[VTA] Are VTA testbench scripts fully rely on autotvm?

Hi there, Sorry for long post.

I am porting the VTA architecture to my custom FPGA system (not ZYNQ based, Ultrascale based FPGA + RPi combination) as my research project.
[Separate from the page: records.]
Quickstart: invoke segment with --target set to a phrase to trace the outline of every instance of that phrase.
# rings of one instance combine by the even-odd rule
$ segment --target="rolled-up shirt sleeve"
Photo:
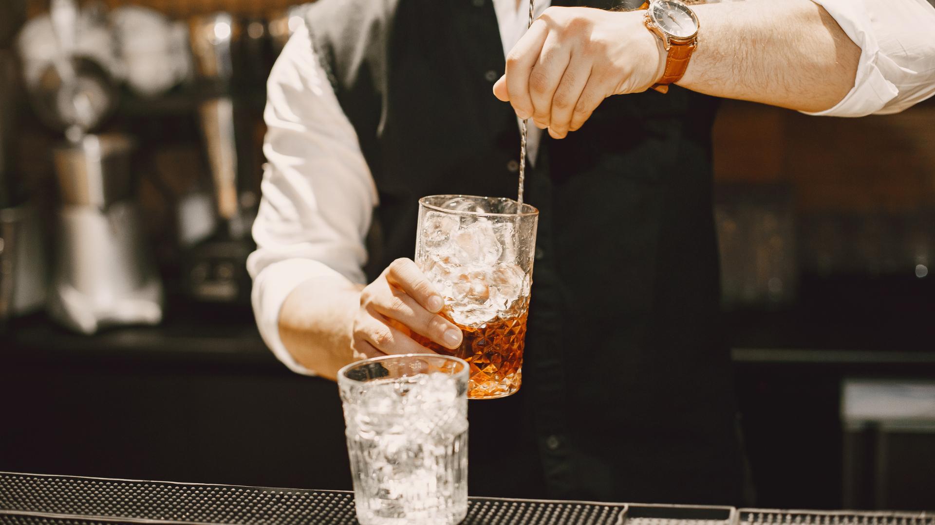
[[[928,0],[813,0],[860,47],[854,87],[808,115],[898,113],[935,93],[935,7]]]
[[[291,370],[313,375],[282,345],[286,297],[315,277],[364,283],[365,238],[377,192],[306,28],[290,38],[267,82],[263,199],[247,261],[264,341]]]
VTA is really interesting and the system architecture giving me some ideas that I want to try implement to my system.

Anyways, now I have almost ported to the VTA to my system with referencing original Pynq VTA design (for this I was added some driver codes on pynq_driver and runtime) then the system almost can passed the test with scripts under ./integrations folder but still failed some tests. especially test with test_benchmark_topi_conv2d_transpose.py

To compare between Pynq and my custom system, I was run the test script on the genuine Pynq board with default configuration which described in the tutorial in TVM website. Then I noticed the test script is using autotvm mechanism to choose optimized configuration for VTA.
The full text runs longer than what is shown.